Sorry for the length of what follows, but it might be helpful to be
specific:
Here's my original naive attempt:
#!/usr/bin/python
# Show propagation of a wave pulse with dispersion.
from visual.graph import *
def w(k):
"Dispersion relation w(k), gives v ~ 1/sqrt(k)."
return sqrt(k)
def yt(x,t):
"Total wave obtained by superimposing sinusoids with k from 1 to 4."
ytotal = 0.0
for k in arange(1.0, 4.0, 0.05):
ytotal = ytotal + sin(k * x - w(k) * t)
return ytotal
gdisplay(xtitle='x', ytitle='ytotal', title='Wave',
xmin = -10.0, ymin = -60.0, xmax =100.0, ymax = 60.0)
pulse = gcurve()
t = 0.0
# Make initial plot
for x in arange(-10.0, 100.0, 0.2):
pulse.plot(pos=(x, yt(x,t)))
npts = len(pulse.gcurve.pos)
while 1:
t = t + 0.5
for n in range(npts):
x = pulse.gcurve.pos[n][0]
pulse.gcurve.pos[n][1] = yt(x, t)
This would be rather simple for my students to follow (I hope!), but it
is painfully slow. I was able to speed it up considerably by doing
some obvious things:
1. Precomputing the dispersion relationship w(k) once and storing it
2. storing each set of points in a temporary array and updating the
display only once per time step (instead of every x value)

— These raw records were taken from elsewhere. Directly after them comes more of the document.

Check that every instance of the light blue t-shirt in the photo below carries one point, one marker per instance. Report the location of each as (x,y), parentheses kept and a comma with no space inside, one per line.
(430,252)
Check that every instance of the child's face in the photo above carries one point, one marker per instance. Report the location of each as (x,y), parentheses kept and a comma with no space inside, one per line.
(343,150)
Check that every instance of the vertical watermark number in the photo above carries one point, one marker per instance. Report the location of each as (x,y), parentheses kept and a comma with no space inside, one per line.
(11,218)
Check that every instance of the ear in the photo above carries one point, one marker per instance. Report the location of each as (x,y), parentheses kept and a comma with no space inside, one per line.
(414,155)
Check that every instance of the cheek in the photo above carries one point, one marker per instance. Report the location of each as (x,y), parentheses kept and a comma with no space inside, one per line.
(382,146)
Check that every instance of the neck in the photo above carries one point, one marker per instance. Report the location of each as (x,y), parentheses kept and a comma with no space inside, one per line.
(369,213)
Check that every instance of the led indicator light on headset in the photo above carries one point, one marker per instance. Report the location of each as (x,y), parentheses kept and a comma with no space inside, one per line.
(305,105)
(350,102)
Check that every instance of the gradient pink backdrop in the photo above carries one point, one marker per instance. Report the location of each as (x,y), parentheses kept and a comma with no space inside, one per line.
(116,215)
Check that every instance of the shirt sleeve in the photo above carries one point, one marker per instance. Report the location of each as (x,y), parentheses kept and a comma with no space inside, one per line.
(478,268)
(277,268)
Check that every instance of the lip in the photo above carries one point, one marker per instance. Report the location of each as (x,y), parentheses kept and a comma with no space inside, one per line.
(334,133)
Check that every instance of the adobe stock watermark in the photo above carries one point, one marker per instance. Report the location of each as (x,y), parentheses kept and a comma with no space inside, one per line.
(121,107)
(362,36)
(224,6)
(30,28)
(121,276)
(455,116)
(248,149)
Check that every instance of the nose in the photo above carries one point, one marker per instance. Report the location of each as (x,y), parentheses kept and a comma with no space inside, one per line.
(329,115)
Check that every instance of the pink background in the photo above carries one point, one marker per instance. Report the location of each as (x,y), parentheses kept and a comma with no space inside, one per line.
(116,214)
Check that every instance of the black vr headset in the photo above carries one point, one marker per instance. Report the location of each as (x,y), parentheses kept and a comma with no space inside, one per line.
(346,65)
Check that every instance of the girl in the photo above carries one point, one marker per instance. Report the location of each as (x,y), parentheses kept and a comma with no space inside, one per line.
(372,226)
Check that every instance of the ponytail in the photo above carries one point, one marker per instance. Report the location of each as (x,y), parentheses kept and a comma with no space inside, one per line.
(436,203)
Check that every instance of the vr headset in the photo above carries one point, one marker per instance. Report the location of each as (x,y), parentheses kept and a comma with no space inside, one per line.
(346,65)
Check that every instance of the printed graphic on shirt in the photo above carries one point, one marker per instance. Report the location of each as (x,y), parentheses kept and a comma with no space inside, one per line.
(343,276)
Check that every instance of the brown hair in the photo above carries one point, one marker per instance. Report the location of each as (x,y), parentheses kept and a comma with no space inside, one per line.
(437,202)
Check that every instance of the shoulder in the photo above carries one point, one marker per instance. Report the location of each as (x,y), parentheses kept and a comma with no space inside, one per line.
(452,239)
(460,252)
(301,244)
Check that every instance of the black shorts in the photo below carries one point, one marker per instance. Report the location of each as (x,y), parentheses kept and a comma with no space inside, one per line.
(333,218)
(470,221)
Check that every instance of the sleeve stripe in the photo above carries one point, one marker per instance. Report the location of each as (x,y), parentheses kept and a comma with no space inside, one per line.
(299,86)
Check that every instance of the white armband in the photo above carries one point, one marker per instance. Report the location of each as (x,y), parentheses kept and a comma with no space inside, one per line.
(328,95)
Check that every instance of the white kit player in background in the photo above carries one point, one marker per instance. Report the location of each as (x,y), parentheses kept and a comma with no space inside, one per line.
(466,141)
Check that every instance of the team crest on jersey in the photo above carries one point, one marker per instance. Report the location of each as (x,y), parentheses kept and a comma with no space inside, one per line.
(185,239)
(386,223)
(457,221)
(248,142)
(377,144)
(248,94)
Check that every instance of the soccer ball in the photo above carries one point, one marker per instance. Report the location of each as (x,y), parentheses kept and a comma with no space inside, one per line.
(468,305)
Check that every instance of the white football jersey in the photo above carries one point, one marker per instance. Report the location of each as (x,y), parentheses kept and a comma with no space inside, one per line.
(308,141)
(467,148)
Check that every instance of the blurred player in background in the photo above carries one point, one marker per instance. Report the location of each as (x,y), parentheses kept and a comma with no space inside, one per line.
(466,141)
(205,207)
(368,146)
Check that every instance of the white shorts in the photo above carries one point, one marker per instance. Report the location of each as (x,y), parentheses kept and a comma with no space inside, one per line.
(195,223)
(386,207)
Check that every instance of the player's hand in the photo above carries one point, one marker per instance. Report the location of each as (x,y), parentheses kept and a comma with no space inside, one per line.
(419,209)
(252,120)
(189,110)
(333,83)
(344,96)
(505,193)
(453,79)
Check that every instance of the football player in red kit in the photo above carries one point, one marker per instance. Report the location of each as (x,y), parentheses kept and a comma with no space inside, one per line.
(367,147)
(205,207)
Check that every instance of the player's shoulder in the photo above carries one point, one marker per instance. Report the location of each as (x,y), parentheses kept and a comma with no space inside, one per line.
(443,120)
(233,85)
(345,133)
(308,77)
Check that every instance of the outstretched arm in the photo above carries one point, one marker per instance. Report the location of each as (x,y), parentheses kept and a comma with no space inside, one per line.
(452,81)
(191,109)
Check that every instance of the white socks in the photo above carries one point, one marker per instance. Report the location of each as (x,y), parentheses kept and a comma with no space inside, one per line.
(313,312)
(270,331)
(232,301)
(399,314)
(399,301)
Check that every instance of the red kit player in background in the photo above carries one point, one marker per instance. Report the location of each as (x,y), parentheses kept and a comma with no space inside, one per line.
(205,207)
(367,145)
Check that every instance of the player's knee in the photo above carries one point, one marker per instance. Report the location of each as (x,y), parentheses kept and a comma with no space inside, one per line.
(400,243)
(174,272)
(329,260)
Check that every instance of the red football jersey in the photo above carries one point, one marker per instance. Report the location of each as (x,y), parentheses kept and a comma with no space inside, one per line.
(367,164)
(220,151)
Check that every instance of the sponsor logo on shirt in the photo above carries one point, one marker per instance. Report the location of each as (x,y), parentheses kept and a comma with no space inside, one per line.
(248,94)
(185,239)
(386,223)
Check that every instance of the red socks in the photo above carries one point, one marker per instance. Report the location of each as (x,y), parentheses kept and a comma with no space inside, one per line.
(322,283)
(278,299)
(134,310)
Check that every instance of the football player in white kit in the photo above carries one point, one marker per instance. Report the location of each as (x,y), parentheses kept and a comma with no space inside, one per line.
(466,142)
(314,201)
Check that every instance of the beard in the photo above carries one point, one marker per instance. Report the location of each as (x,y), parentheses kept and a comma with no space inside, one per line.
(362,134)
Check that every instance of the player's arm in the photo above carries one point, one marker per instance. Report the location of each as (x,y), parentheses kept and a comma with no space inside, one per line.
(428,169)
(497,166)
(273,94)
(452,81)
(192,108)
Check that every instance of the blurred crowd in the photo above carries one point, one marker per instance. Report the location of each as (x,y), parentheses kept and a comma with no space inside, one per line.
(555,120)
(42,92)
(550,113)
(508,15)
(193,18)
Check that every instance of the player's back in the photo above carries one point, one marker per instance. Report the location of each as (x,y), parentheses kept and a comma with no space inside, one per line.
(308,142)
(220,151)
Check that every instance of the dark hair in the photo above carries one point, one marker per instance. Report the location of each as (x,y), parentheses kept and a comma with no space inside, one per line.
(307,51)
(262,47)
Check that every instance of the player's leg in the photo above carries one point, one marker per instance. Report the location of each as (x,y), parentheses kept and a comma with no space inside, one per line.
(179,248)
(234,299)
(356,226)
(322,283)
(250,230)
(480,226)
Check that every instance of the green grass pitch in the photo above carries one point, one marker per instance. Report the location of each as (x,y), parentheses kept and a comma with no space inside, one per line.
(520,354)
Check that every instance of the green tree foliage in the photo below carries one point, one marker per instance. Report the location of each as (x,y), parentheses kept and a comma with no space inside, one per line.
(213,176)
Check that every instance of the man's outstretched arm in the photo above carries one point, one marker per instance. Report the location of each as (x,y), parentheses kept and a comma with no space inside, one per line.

3. Calling math.sin() directly instead of the overloaded Numeric sin()
but it's still too slow. (Obviously, I can reduce the spatial and
temporal resolution, but that's beside the point here.)
To be specific, here's what I ended up with.
#!/usr/bin/python
# Show propagation of a wave pulse with dispersion.

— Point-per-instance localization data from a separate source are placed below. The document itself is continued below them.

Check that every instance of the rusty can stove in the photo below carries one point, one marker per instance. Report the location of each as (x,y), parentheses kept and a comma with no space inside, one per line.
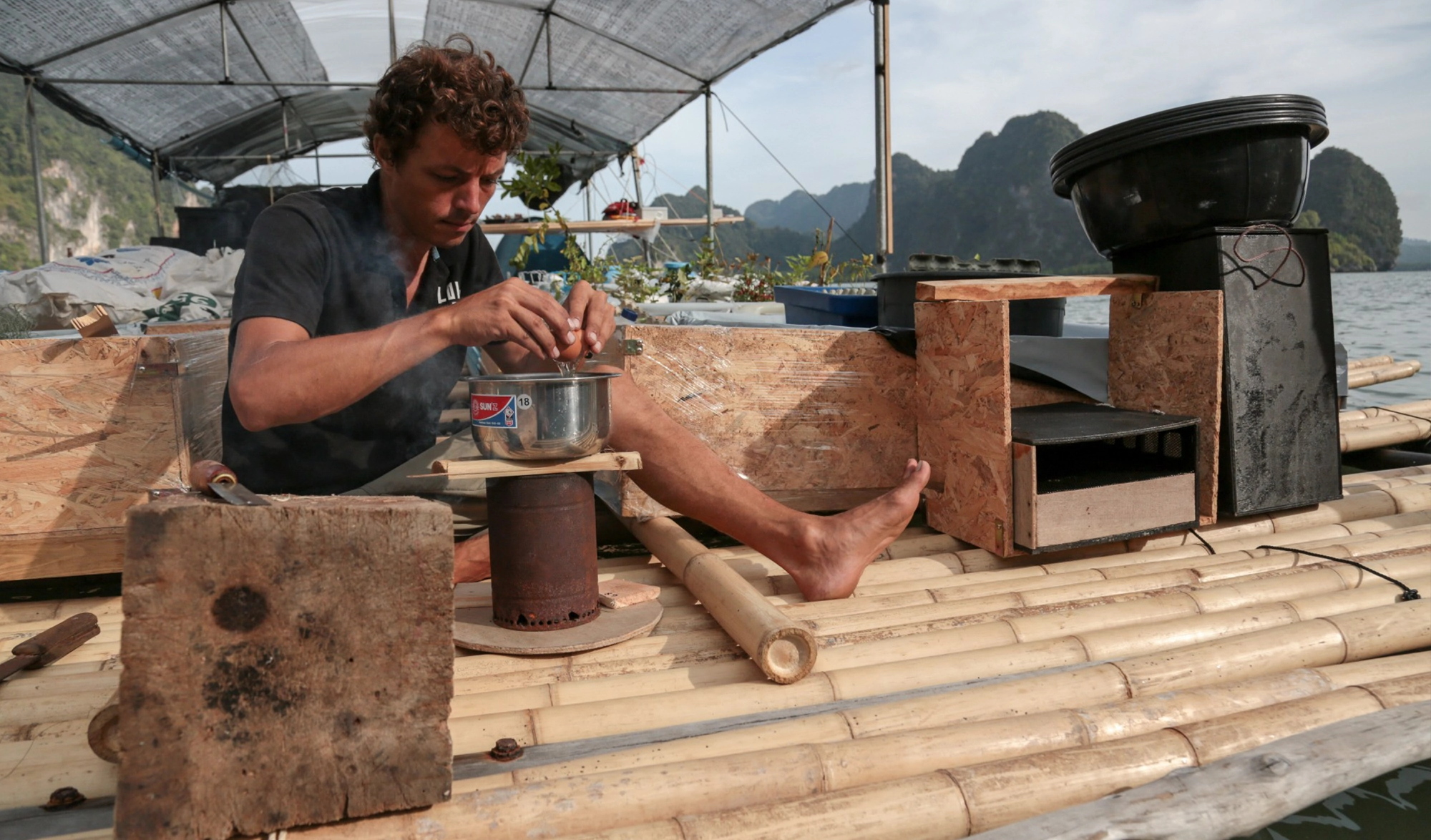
(544,552)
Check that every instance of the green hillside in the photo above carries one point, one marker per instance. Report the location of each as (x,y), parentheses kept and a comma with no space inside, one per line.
(997,204)
(1357,205)
(97,197)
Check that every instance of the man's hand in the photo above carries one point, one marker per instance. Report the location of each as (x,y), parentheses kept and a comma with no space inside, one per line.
(517,313)
(597,318)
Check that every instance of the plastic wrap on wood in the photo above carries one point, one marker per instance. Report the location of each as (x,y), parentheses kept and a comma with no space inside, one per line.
(789,410)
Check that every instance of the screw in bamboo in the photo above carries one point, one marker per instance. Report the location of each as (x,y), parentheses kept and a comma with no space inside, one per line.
(785,650)
(1369,363)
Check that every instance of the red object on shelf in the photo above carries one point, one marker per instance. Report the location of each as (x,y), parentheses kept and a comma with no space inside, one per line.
(622,210)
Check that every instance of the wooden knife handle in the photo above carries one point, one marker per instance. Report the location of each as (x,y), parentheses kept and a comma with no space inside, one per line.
(59,640)
(205,473)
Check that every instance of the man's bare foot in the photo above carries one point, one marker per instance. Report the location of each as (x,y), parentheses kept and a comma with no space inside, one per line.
(836,549)
(473,560)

from visual.graph import *
def w(k):
"Dispersion relation w(k), gives v ~ 1/sqrt(k)."
return sqrt(k)
# Range of wavenumbers 'k' to include.
ka = arange(1.0, 4.0, 0.05)
wk = w(ka)
nkmax = len(ka)
def yt(x,t):
"Total wave obtained by superimposing sinusoids with k from 1 to 4."
ytotal = 0.0
for nk in range(nkmax):
ytotal = ytotal + math.sin(ka[nk] * x - wk[nk] * t)
return ytotal
gdisplay(xtitle='x', ytitle='ytotal', title='Wave',
xmin = -10.0, ymin = -60.0, xmax =100.0, ymax = 60.0)
pulse = gcurve()
t = 0.0
for x in arange(-10.0, 100.0, 0.2):
pulse.plot(pos=(x, yt(x,t)))
# Make a temporary copy -- see below
temp = array(pulse.gcurve.pos)
npts = len(pulse.gcurve.pos)
while 1:
t = t + 0.5
# Compute the new values in a temp array that isn't displayed, then
# copy to the pulse.gcurve.pos array to update the display all at once.
for n in arange(npts):
temp[n][1] = yt(temp[n][0], t)
pulse.gcurve.pos = temp
Does anyone have any suggestions for how to significantly speed this up?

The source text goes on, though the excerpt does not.